Sunday, November 21, 2010

The Kitchen Aid Mixer and The Butter Cookies

I grew up in a house where each Christmas my brother and I "helped" make butter cookies.  We looked forward to the process of every year; making the dough, waiting for it to chill (hours seemed like days), cutting the cookies (the angel from 1930 was my favorite), frosting them and adding just the right amount of sprinkles.  One year (after college...yes I was in my 20's) my mom actually did not make the cookies and Christmas was just not the same.  We took the butter cookie tradition very seriously. 

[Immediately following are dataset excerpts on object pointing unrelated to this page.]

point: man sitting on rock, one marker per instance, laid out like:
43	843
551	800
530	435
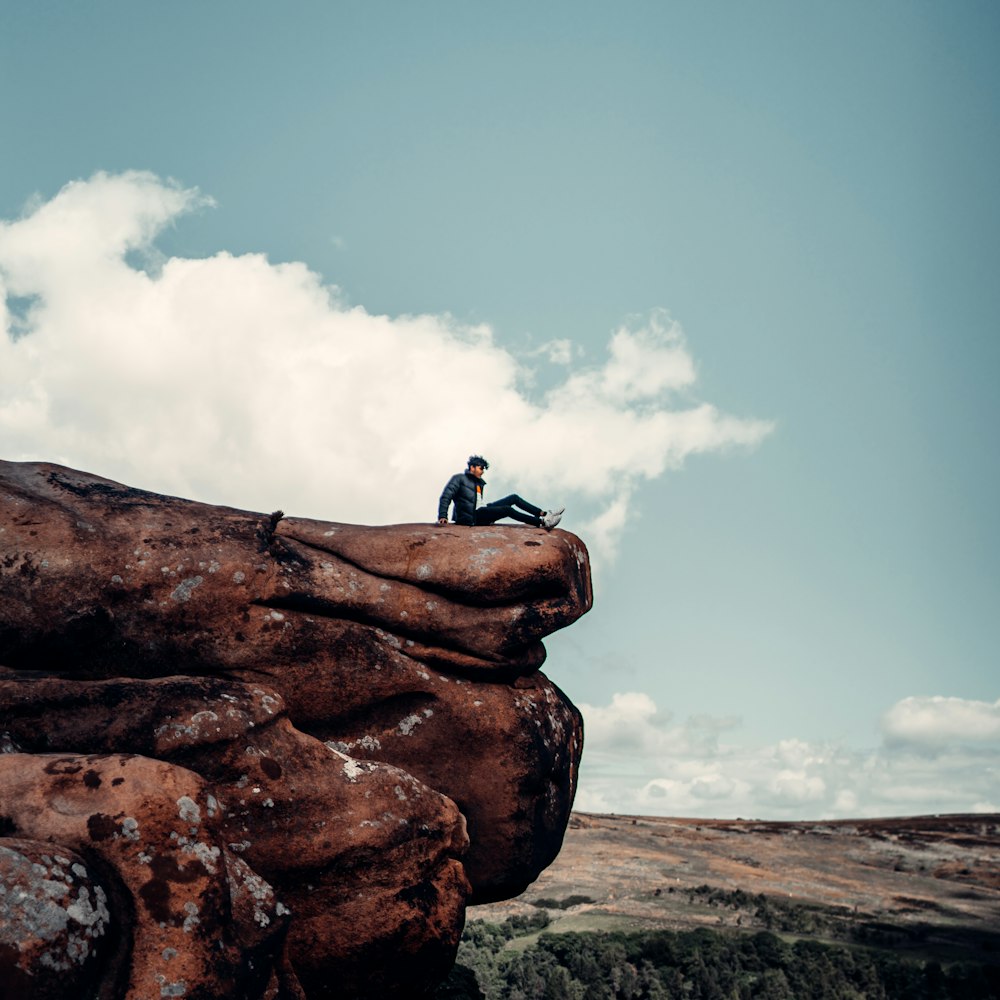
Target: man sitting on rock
466	490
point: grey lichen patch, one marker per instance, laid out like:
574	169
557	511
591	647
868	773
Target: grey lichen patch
188	809
63	913
407	725
182	592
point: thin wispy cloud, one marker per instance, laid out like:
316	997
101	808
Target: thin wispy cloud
640	760
236	380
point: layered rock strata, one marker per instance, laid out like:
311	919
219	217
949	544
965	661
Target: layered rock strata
279	755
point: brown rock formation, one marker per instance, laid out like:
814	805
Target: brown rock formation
336	705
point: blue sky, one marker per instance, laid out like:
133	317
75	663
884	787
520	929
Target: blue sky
791	211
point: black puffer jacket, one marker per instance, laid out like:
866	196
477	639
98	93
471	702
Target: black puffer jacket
462	489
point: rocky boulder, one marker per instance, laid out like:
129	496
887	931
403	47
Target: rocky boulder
289	752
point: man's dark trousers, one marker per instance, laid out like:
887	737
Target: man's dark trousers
508	507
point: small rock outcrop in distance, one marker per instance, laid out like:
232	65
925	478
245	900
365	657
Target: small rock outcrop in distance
253	755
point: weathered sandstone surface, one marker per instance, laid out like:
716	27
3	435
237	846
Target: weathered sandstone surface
256	756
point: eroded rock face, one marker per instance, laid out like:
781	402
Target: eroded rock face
356	713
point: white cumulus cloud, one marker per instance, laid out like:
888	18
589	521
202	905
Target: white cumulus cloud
638	759
936	721
236	380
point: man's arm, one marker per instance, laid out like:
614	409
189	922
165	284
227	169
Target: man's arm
446	495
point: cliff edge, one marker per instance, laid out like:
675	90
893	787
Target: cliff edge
257	756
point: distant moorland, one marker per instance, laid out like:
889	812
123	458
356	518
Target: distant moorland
646	907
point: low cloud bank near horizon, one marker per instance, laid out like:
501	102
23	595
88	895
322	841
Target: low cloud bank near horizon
640	761
234	380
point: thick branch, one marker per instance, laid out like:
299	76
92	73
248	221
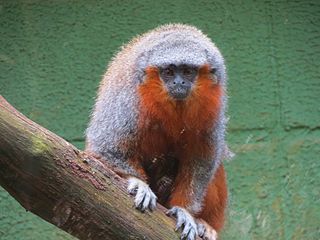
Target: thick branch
68	188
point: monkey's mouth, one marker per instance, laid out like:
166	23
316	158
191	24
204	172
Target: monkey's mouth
179	93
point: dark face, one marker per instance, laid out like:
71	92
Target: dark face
179	79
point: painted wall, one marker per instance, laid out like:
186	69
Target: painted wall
53	53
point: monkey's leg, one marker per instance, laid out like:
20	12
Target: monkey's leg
211	218
144	196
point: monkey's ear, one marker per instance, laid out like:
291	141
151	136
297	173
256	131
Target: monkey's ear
213	75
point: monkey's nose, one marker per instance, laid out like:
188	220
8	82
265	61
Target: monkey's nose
179	81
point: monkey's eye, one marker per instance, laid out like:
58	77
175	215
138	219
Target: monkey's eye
168	72
213	70
187	72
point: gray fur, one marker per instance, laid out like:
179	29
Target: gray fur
115	115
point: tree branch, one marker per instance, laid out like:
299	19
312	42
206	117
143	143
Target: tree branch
69	188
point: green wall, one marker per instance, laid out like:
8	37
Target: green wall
53	53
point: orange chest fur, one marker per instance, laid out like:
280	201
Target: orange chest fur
168	126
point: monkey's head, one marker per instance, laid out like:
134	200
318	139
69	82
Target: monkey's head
177	53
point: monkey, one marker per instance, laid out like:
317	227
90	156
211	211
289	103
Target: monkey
160	120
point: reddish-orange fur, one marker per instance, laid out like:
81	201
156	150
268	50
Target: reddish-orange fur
181	129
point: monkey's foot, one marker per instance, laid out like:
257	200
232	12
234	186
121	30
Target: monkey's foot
144	197
185	222
205	231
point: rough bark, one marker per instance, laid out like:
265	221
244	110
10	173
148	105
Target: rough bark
69	188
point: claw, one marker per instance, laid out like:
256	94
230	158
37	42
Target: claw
205	231
185	222
144	197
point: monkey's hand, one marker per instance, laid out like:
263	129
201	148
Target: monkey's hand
185	222
144	197
205	231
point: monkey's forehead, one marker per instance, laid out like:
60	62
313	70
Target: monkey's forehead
177	47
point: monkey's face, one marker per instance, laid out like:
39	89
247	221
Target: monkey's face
178	79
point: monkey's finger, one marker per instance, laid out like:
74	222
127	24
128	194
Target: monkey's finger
132	185
201	229
153	202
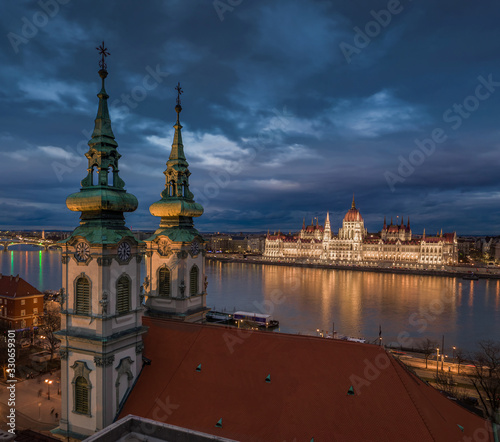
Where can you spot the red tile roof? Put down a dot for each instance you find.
(16, 287)
(307, 395)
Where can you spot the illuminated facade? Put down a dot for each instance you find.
(394, 245)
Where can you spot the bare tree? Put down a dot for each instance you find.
(427, 347)
(486, 377)
(460, 357)
(445, 382)
(51, 324)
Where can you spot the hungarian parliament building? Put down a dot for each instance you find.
(393, 246)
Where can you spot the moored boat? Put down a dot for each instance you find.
(215, 316)
(471, 276)
(255, 319)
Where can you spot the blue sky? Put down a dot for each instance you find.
(289, 107)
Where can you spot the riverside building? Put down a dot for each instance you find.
(143, 366)
(395, 245)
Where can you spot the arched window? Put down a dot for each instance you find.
(123, 295)
(82, 292)
(193, 281)
(81, 395)
(164, 282)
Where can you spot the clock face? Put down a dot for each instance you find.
(124, 250)
(195, 248)
(82, 252)
(163, 248)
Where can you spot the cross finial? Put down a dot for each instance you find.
(179, 92)
(104, 53)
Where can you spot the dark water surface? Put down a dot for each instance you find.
(407, 307)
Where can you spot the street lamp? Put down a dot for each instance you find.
(48, 382)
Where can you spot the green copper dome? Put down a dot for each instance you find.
(102, 198)
(177, 206)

Eventually, butter cookies were made for all sorts of holidays, whichever we had the cookie cutters for.  We always made the cookies with an electric hand mixer, licking the mixers when we were done.  We never used a Kitchen Aid mixer, we never had one.  Over time, I became a bit stuck in my ways (shocking, I know) and on principle used a pastry blender, fork, or an electric hand mixer when baking.  Nothing more...

When Nick moved in, he brought along his Kitchen Aid mixer and, I do not have an electric hand mixer here.  This Thanksgiving, my mother asked me to make the butter cookies as a dessert.  To make the dough, you need to mix in a pound of butter (when you double the recipe, but I figure if you are going for it, you really need to go for it).  To mix a pound of butter by hand it would take some time and a LOT of elbow grease.  So I decided to break down and use the Kitchen Aid mixer...

All Ingredients Added
The results were AMAZING...sadly, I am a convert.  I know, I caved pretty quickly.  The mixer made swift work of the dough.  At one point though, I thought I might be killing the motor because the dough is pretty thick and the mixer slowed down a bit, but the Kitchen Aid powered through.

Working its magic!

All Wrapped Up
I will post the finished product after they have been fully decorated in a Thanksgiving way!

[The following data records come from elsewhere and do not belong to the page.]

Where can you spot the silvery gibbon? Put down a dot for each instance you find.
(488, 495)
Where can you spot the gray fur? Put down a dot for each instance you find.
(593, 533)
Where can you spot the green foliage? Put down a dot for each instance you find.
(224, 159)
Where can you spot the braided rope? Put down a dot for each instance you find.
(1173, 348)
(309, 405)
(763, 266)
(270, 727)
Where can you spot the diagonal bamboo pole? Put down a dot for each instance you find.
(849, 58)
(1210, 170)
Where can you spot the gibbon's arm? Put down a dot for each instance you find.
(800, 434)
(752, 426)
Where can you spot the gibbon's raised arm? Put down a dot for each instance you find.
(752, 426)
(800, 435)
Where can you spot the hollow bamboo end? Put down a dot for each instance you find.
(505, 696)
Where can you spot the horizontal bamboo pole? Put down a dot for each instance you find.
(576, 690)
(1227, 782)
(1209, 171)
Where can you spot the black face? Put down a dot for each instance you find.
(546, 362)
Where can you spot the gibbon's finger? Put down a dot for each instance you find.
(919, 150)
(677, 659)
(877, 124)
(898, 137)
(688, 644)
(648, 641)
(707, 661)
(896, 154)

Everything worked so well that afterward, I made brownies with the Kitchen Aid mixer, which clearly could have been made stirring with a wooden spoon.  Again though, the batter, made from scratch, blended together faster than I could have done with my old school ways...

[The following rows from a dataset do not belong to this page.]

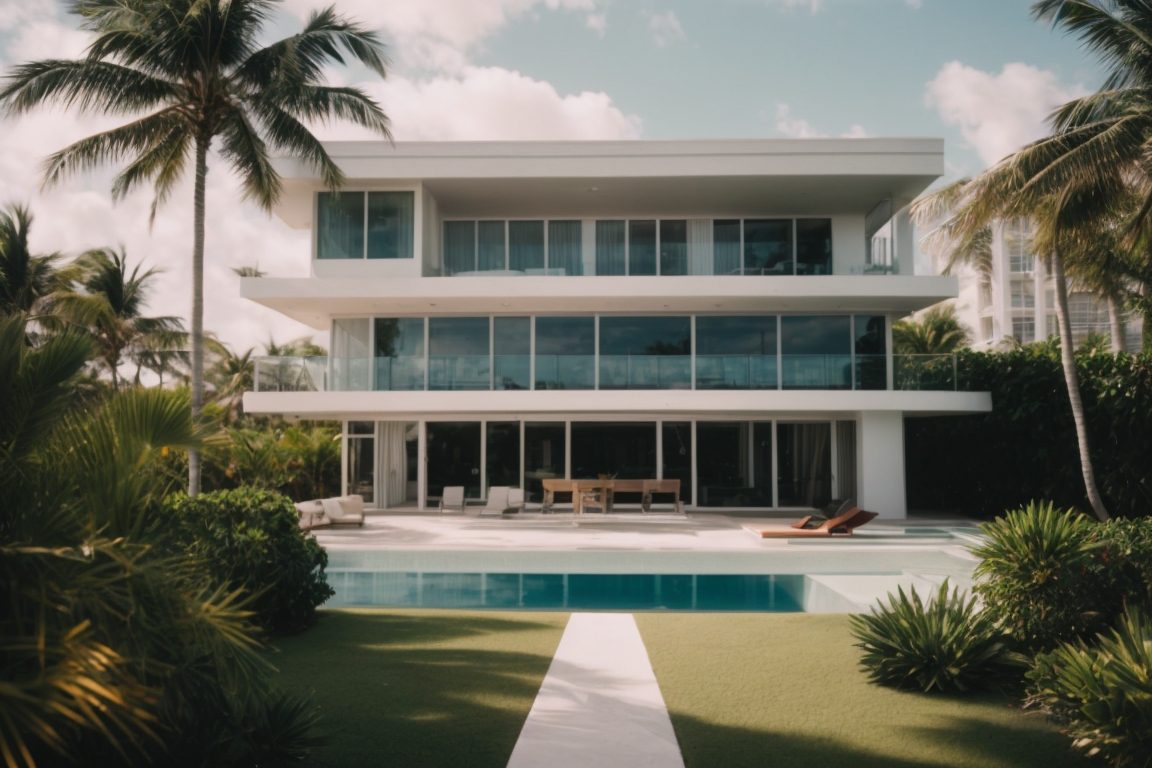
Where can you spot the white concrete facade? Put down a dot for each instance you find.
(696, 217)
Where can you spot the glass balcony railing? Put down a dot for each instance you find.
(480, 372)
(925, 372)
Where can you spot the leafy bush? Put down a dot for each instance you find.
(947, 644)
(1103, 693)
(251, 539)
(1040, 575)
(1025, 448)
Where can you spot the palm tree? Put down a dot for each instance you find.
(108, 302)
(27, 280)
(937, 332)
(195, 70)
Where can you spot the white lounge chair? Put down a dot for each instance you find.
(452, 500)
(498, 501)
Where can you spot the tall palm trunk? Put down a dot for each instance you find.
(202, 169)
(1071, 380)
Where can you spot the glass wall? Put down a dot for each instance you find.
(502, 457)
(816, 351)
(343, 226)
(361, 438)
(544, 456)
(871, 342)
(565, 352)
(645, 352)
(734, 463)
(389, 225)
(399, 354)
(512, 346)
(453, 457)
(767, 246)
(676, 439)
(736, 352)
(813, 246)
(459, 354)
(805, 464)
(626, 450)
(641, 246)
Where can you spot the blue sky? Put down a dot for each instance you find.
(978, 73)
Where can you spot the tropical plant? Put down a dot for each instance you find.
(937, 332)
(195, 71)
(251, 540)
(946, 644)
(27, 280)
(111, 652)
(1101, 691)
(108, 301)
(1039, 575)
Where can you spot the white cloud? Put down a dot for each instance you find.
(793, 127)
(440, 35)
(665, 28)
(997, 113)
(491, 104)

My one Kitchen Aid caveat, since I still have the smallest Beacon Hill kitchen, the Mixer spends most of its time in the storage under the stairs.  Unless I have pretty thick batter to make (like the butter cookies), I will probably stick with traditional methods like a spoon, a fork or a pastry blender.  However, when I get my big kid house and the Mixer can sit out on the counter, and not take up a precious amount of counter space, I will use it for everything under the sun I am sure!